Findings and interpretations
Trust is a must
The clearest finding from this study is that institutional trust has a strong relationship with both psychological safety and knowledge sharing behavior. Institutional trust was the only measure correlated with all other measures and institutional trust provided the study’s sole correlation to knowledge sharing behavior.
The silent player
While a key hypothesis of the study was that psychological safety would have a direct and positive relationship with knowledge sharing behavior the data analyzed did not support this hypothesis. Instead, the data revealed an indirect and discrete role played by psychological safety in shaping an individual's level of trust and subsequent willingness to share their knowledge.
It’s not about me
Another key finding to emerge was the idea that individual knowledge sharing behavior is greatly influenced by environmental factors and not personality traits. An individual’s self-consciousness was not found to influence their knowledge sharing behavior. Instead, an individual's sense that their peers and manager supported the online community, their perception of others’ benevolence (or goodwill) within the community, and their organization's norm of sharing were found to influence knowledge sharing behavior.
These findings demonstrate that an individual’s knowledge sharing behavior is more strongly influenced by the values, cues and perceptions derived from external influences (such as managers, peers, and organizational norms) than by personal preferences or self-consciousness. This is further supported by the themes that emerged from the qualitative analyses, as the most cited reason for sharing knowledge was to help others and the most cited barrier was lack of use of the online community.
Interestingly, none of the demographic variables were found to influence knowledge sharing behavior, affirming that environmental aspects influencing an individual’s knowledge sharing behavior go beyond organizational size, tenure, function, platform used, etc.
Implications and recommendations
Given both the predicted rise of and known challenges with implementing knowledge sharing technologies, knowledge sharing practitioners and organizations alike have much to gain from a better understanding of how to drive knowledge sharing behavior, one individual at a time. Those aiming to increase knowledge sharing behavior cannot look at one particular variable as an automatic means of encouraging the desired behavior.

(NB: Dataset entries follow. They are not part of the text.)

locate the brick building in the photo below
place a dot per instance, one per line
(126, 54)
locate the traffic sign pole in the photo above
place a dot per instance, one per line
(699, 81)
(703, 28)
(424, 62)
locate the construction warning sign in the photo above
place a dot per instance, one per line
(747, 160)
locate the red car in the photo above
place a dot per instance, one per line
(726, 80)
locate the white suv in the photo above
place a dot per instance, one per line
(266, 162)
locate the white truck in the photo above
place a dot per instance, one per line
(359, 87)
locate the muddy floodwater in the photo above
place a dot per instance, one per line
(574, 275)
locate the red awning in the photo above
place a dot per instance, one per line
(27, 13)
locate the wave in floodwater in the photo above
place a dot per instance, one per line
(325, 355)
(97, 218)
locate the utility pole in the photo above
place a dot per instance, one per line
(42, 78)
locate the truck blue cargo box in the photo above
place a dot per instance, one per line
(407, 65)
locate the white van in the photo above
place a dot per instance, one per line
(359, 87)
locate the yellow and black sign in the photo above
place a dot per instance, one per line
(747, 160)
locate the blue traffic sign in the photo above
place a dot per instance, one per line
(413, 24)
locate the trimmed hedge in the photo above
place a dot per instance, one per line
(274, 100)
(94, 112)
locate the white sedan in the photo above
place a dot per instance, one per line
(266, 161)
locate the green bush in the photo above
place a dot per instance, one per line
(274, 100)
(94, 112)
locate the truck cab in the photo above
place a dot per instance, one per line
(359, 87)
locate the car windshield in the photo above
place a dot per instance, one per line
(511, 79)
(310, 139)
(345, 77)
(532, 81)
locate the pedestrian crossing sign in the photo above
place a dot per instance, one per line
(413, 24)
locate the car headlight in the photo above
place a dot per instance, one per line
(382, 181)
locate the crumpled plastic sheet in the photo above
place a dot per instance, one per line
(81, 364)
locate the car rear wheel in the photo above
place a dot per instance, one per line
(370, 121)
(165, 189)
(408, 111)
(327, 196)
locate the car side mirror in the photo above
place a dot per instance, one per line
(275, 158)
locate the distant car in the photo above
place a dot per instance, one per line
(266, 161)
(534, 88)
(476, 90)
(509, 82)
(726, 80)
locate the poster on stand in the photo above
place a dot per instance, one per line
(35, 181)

While trust is clearly a significant factor, it is influenced by a variety of elements.
This analysis suggests that in seeking to drive knowledge-sharing behavior organizations must evaluate how individuals perceive their environment’s norm of sharing as well as the perceived level of peer support, manager support, and goodwill of others within the online community. These measures can be used to understand an organization’s readiness for a online community before implementation while also providing areas of ongoing evaluation.
Overall, these findings support the notion that knowledge sharing success requires greater emphasis on a climate and leadership that encourage the right behaviors rather than a focus on technology used or individual contributor characteristics.